Красная обувь могла в разных видах стоять на книжной полке хуторского дома. В издании сказки «Красная Шапочка» начала XX века на ярких картинках девочка ходит не только в красном головном уборе, но и в красных башмаках. Может, ребенка мучают раскаленные докрасна железные башмаки из сказки братьев Гримм «Белоснежка и семь гномов» (cытинское издание 1898 года) – их злой мачехе надели. Но, скорее всего, «Красные башмаки» его напугали – с отрубленными пляшущими ножками и перевернутыми глазами, по которым мухи ползают. Эта сказка с красивыми иллюстрациями есть в издании 1879 года. Так что гибель Нефеда – на совести датского сказочника.
Итак, в своих поздних рассказах Бунин, говоря о русском человеке, обращается к древней, сказочной Руси. О русском – былинном, допетровском, дохристианском – говорится в рассказе «Чистый понедельник» (1944). Героиня как бы прозревает глубинный «адописный» смысловой слой в обыденном православии. Обедают в трактире: «Хорошо! Внизу дикие мужики, а тут блины с шампанским и Богородица Троеручица. Три руки! Ведь это Индия! Вы – барин, вы не можете понимать так, как я, всю эту Москву». Ее вдохновляет старообрядчество с древним пением по крюкам, могучие, в длинных черных кафтанах певчие, дьяконы Пересвет и Ослябя. Девушка сама как многослойная икона, в ней сочетаются самые неожиданные вещи – вот она «в одном шелковом архалуке» жарко целуется, потом проводит вечер в самых роскошных московских ресторанах с цыганами, а с утра ездит на кладбища и в кремлевские соборы. Целуя ее, герой думает: «Москва, Астрахань, Персия, Индия». Богатая изысканная барыня, знающая толк в хорошей еде и хорошей выпивке («и к наважке хересу» – я это с юности запомнила на всю жизнь), соблазнительная и соблазняющая, похожая на Шамаханскую царицу, вдруг уходит в монастырь. Для героя этот ее поступок также дик и непонятен, как для барина в «Косцах» мухоморный ужин. Такое впечатление, будто крепких жизнерадостных людей засасывает трясина древнего болота, про которое сложено много легенд.

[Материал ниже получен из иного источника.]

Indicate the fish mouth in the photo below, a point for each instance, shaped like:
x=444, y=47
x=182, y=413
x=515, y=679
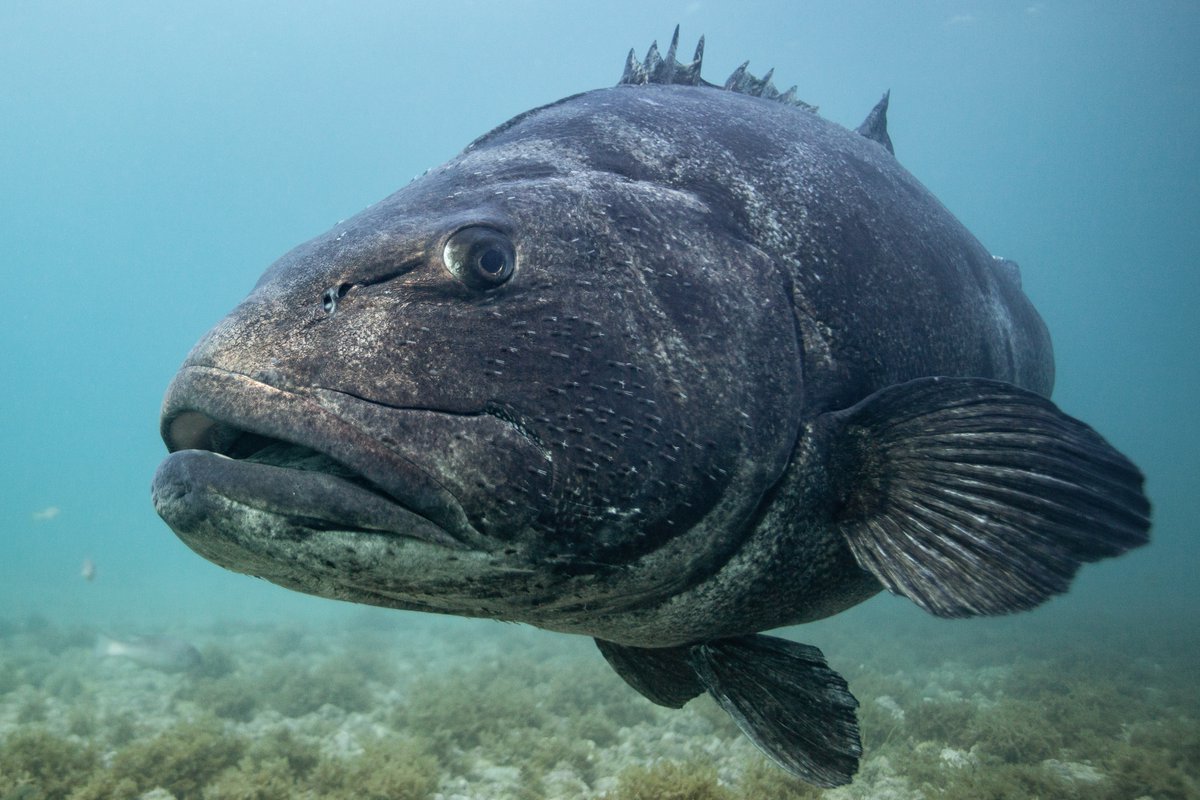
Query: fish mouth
x=251, y=463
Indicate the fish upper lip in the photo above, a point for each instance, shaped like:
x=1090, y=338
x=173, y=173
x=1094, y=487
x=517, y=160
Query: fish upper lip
x=208, y=408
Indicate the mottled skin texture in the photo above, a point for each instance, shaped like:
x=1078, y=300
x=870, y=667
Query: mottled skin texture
x=618, y=440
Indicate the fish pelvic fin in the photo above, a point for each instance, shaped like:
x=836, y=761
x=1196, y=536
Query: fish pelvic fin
x=783, y=696
x=976, y=497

Все вышесказанное, конечно, никак не претендует на какую-либо ученую значимость – это просто мои поверхностные дачные размышления о «странных мужиках» в русской литературе, о том, как менялся бунинский взгляд на Россию. В рассказах, написанных в эмиграции, «русское» все больше становится сказочным, былинным, таинственным. «Та» Россия, «та» жизнь ушли, и осталась неразрешимая загадка – не гоголевское «Русь, куда ж несешься ты?», а «Русь, куда ты унеслась и что это вообще было?». Очень показателен удивительный своей поэтической силой рассказ «Преображение», написанный в 1921 году. Там умирает старуха, один из ее сыновей идет читать над ней Псалтырь. Он остается у гроба в ледяной избе и вдруг видит, что «вчерашняя жалкая и забитая старушонка преобразилась в нечто грозное, таинственное, самое великое и значительное во всем мире, в какое-то непостижимое и страшное божество – в покойницу». «…Он поражен не ужасом, а именно этим чудесным, таинством, совершившимся на его глазах. ‹…› Ее уже нет, она исчезла, – разве это она, вот это Нечто, ледяное, недвижное, бездыханное, безгласное и все же совсем не то, что стол, стена, стекло, снег, совсем не вещь, а существо, сокровенное бытие которого так непостижимо, как Бог?»